Orada alışabildiğin herhangi bir şey var mı?

Hiçbir şeye alışmadım. Yalnızca uyumlandım ve öylece duruyorum.

"BURADA ÖLMEK İSTEMİYORUM"

Bütün bu yaşadıkların da mı seni bir biçimde politize etmedi? Silivri'den çıktıktan sonra siyasetle artık daha yakından ilgilenecek olabilir misin?

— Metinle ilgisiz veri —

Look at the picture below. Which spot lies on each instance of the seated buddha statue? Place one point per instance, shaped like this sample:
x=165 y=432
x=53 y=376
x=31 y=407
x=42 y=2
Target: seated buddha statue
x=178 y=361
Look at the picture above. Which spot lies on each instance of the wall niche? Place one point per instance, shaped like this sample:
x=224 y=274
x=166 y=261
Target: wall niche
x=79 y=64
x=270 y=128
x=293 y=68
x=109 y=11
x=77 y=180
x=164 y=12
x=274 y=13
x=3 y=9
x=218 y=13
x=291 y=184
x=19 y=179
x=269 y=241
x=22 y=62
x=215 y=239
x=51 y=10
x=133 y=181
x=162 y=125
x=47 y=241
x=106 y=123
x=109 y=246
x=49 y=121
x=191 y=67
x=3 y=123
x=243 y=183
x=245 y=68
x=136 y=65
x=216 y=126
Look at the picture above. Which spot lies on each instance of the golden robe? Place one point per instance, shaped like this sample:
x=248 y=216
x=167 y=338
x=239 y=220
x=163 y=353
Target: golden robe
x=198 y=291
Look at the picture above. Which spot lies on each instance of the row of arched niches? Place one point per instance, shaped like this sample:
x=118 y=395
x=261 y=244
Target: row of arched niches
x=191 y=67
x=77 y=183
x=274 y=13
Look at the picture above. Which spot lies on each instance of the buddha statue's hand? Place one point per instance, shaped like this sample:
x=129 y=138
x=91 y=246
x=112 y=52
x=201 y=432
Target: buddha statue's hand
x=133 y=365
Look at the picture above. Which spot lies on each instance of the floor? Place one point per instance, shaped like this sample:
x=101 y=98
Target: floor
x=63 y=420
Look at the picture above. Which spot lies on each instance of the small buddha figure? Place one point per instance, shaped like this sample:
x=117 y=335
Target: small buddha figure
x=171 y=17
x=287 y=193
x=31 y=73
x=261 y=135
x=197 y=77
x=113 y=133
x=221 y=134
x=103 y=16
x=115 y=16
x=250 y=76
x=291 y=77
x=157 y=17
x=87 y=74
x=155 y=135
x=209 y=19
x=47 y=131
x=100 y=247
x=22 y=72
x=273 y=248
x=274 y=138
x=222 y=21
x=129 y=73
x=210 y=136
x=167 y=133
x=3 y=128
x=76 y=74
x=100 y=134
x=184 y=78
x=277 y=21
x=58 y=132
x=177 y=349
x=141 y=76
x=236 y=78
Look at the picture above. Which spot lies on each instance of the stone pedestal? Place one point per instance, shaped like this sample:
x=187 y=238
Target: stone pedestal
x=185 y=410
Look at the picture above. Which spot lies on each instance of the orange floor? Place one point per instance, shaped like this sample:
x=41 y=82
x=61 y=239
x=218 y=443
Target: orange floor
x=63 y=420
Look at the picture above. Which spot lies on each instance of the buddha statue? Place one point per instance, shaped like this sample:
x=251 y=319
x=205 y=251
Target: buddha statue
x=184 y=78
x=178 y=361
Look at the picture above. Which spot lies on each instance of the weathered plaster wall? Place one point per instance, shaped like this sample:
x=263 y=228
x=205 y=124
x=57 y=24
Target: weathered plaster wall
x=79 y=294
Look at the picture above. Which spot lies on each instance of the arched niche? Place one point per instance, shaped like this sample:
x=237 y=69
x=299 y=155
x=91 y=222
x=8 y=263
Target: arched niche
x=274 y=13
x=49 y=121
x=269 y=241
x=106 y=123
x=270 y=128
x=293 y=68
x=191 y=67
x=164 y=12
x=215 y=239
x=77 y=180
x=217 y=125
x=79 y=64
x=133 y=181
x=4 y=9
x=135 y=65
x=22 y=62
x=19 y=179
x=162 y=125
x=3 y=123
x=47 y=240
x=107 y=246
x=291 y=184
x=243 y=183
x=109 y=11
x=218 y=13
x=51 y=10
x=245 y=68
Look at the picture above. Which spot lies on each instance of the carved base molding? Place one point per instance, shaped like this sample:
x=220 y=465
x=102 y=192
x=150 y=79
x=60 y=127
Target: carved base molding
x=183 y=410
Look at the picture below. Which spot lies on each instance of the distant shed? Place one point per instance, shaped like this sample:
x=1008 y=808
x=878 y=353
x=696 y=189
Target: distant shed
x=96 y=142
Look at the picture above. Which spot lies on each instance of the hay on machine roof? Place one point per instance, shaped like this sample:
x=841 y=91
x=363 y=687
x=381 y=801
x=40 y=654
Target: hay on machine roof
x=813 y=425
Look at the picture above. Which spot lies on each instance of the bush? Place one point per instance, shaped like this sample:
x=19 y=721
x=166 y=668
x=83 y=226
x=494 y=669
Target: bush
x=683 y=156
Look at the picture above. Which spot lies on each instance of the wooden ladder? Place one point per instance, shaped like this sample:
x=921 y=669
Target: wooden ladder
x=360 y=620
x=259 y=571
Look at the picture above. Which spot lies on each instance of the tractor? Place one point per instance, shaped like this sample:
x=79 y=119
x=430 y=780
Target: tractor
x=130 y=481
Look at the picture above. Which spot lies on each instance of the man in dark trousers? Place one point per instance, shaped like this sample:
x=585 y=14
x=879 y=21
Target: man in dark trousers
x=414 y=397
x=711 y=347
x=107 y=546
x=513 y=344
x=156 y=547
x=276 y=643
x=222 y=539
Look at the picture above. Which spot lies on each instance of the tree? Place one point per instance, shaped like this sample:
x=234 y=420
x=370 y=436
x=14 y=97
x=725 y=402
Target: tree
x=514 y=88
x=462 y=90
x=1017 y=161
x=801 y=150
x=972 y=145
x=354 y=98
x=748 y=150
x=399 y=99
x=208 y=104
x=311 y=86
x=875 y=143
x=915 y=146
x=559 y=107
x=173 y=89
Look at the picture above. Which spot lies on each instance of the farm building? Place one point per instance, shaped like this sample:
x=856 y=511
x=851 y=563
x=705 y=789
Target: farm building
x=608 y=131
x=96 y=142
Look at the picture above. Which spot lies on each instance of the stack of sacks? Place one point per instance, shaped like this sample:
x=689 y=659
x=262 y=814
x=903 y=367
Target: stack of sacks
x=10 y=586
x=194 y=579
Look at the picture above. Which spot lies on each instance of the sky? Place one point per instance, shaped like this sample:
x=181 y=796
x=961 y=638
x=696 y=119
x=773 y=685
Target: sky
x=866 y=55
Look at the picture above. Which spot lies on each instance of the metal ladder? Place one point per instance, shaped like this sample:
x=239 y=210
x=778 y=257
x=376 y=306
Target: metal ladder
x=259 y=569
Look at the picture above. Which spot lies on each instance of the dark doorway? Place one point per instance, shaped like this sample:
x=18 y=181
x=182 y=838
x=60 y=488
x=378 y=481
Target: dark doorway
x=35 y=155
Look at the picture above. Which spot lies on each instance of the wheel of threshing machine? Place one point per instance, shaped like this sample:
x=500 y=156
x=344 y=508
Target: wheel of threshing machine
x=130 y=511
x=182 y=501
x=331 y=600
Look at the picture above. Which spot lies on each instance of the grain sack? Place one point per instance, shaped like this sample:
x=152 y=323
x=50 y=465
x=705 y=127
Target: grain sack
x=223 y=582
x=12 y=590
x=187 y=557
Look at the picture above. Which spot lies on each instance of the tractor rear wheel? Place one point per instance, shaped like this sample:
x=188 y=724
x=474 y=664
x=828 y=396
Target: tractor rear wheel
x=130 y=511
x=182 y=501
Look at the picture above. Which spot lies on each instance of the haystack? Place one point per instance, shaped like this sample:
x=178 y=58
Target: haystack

"Sanatla, doğayla, hayvanlarla ilgili biriyim. Siyasetin hiçbir zaman içinde olmadım, olmayacağım. Kendini sıfırdan yetiştirmiş tek başına bir kadın olarak mesleğimle ve kendimle gurur duyuyorum. Onurumun, itibarım, bunca yıllık emeğimin, dürüstlüğümün, ülkeme bağlılığımın, sevgimin ve her şeyden önemlisi masumiyetimin bu şekilde ayaklar altta alınmasına ve yok sayılmasına razı değilim. Haksız yere atılan iftiralar sonucunda buradayım. Hayatım tehlikede olmasına rağmen her itirazım reddedildi. Ne için? Tekrar ediyorum, benim hiçbir zaman siyasi duruşum olmadı ve olmayacak. Ben sadece özgürce yaşamak istiyorum ve burada ölmek istemiyorum."